The federal government would treat any fresh demonstration against perceived police brutality or any other issue, particularly if it threatens to disrupt peace and security of any part of the country, as high treason aimed at unconstitutional regime change, highly placed security sources told THISDAY last night.
Notice of a fresh protest, of alleged federal government’s harassment of promoters of the #EndSARS protests held in October, scheduled for December 5, has been trending in social media for weeks.
This has attracted a firm response from the Inspector-General of Police, Mr. Mohammed Adamu, who warned, shortly before a meeting with the commissioners of police in the 36 state commands and the Federal Capital Territory (FCT) last Friday, that the proposed protest would be resisted by the nation’s security agencies.
The October protests by youths, largely in the southern parts of the country and Abuja, coordinated by seemingly amorphous groups held the country down for about three weeks before a military intervention at Lekki Tollgate on the 20th of the month yielded a takeover of proceedings by the mob, resulting in the death of 22 policemen and the torching of police and other public and private facilities amounting to trillions of naira.
The protesters had made a five-point demand, including immediate release of all arrested protesters; justice for all deceased victims of police brutality and appropriate compensations for their families; setting up an independent body to oversee the investigation and prosecution of all reported police misconduct within a period of 10 days; carrying out psychological evaluation and retraining of all disbanded SARS operatives before they can be deployed (this should be verified by an independent body); and the government should increase police salary and they should be adequately compensated for protecting the lives and property of the citizens.
The federal government quickly acceded to the demands, disbanding SARS and directed the states to establish judicial inquiries into alleged violations of citizens’ rights with a view to making restitutions through adequate compensation.
But the protests, however, persisted despite the federal government’s concessions, forcing its senior officials to suspect that the demonstrations might have political undertones beyond the publicly stated complaints of the brutalization of the citizens by the police.
With the threat of fresh protests from Monday, ostensibly to resist the alleged harassment of the promoters of the October demonstrations, the federal government is said to be unprepared to brook any further challenge to its authority.
“The federal government thinks that there is more than meets the eye,” a security source said, asking: “What is the fresh protest about when the government has since accepted all their demands and has put in place the machinery for implementing the demands?”
He said the federal government feels that politics is behind the protest, pointing out that the findings of the security agencies with respect to the funding of the October matches showed substantial political funding.
“We traced some of the funds to some persons of interest; in some cases, some of them apologised, pleading that they did not know that was what the funds would be used for,” he said.

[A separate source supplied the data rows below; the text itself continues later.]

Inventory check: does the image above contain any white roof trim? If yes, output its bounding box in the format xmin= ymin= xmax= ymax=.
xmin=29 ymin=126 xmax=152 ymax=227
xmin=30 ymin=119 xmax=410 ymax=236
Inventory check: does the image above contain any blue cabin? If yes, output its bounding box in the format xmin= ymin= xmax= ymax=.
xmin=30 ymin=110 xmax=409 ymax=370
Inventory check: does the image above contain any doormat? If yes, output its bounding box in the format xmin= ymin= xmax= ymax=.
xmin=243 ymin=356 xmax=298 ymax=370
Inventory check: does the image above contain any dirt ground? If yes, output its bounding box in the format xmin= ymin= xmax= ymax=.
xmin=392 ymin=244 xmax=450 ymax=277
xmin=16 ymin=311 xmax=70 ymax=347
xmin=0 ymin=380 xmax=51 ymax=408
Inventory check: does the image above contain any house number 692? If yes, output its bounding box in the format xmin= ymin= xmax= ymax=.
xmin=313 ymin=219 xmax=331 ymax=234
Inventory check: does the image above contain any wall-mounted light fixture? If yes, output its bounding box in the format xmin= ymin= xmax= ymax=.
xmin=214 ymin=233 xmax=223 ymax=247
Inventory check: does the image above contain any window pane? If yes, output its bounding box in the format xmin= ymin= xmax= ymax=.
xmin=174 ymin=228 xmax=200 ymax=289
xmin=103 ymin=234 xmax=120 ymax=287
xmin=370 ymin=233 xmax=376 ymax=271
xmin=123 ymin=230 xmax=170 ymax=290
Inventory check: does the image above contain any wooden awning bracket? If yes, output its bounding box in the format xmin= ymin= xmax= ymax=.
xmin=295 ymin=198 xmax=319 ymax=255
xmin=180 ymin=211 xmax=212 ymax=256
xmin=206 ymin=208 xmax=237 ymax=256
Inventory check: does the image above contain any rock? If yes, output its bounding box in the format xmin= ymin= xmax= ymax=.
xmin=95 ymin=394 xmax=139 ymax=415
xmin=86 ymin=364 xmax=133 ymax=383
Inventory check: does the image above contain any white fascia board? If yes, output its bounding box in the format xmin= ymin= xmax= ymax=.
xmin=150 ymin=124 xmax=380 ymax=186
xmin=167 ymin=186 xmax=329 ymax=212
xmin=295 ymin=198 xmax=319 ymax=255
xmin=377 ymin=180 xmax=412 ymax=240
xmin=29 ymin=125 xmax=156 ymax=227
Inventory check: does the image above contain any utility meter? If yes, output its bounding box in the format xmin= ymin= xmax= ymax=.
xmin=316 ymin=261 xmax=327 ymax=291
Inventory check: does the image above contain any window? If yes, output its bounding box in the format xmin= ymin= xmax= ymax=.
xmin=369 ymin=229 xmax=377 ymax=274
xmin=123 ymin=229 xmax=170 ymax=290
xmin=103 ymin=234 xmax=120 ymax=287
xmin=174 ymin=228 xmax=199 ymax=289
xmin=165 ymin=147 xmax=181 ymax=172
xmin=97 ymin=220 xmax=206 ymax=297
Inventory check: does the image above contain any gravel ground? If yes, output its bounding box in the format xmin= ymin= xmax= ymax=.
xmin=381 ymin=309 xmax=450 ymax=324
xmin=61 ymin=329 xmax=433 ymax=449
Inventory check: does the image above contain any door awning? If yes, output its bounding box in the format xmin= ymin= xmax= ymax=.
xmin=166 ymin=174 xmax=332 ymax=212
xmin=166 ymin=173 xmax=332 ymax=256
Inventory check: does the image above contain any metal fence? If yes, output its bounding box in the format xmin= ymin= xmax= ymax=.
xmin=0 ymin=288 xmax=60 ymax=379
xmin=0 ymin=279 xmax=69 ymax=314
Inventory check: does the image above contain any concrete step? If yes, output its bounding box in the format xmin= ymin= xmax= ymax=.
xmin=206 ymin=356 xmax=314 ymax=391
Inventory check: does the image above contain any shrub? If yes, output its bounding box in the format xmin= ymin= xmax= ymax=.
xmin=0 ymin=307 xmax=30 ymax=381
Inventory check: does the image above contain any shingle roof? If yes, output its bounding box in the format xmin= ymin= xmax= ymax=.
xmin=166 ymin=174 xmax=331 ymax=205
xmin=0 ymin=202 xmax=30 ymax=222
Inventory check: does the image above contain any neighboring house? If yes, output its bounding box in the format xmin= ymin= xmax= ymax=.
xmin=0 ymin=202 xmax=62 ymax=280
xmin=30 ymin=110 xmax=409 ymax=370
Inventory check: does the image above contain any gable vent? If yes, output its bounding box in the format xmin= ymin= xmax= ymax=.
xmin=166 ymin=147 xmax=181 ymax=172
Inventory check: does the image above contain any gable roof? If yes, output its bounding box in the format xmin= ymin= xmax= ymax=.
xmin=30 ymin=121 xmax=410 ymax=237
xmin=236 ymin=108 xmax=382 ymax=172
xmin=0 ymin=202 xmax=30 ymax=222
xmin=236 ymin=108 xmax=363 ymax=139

Another security source said there is enough evidence to show that aggrieved political interests are fueling the protest with the intention of forcing the government to its knees.
“They are appealing to perceived popular sentiments, playing on the hard times that are not entirely the making of the government,” she explained, adding: “The people who lost out on the political tough, now want to take advantage of the dire economic situation.”
She stated pointedly: “The strategy is mob rule, the type that occurred in Mali a few months ago. The mistake they are making, however, is that they fail to realise that we have stronger security institutions here to resist unconstitutional regime change.”
The source said the proposed fresh protest would be vigorously resisted and warned that its promoters would be surprised by the force with which any potentially violent match would be put down.
“As President Muhammadu Buhari said in one of his concession speeches, the federal government’s decision to accept the demands of the protesters should not be mistaken for weakness,” she warned.
However, the Feminist Coalition and a couple of other Civil Society Organisations (CSOs) that participated in the earlier matches in October, have beaten a retreat, saying they are not part of the proposed protest.
“We are not taking part in the new protest,” a member of the Feminist Coalition told THISDAY last night.
“Our initial intervention was to end SARS and seek justice for the victims of its brutal operations,” she stated, adding: “Since the federal government has disbanded the rogue squad and is attending to the other demands, we have no further issues to protest.”
Another CSO leader told THISDAY that since the judicial panels are already sitting to unravel the alleged killing of innocent Nigerians by the police squad, “the only rational thing to do is to await the outcome of the inquiries.”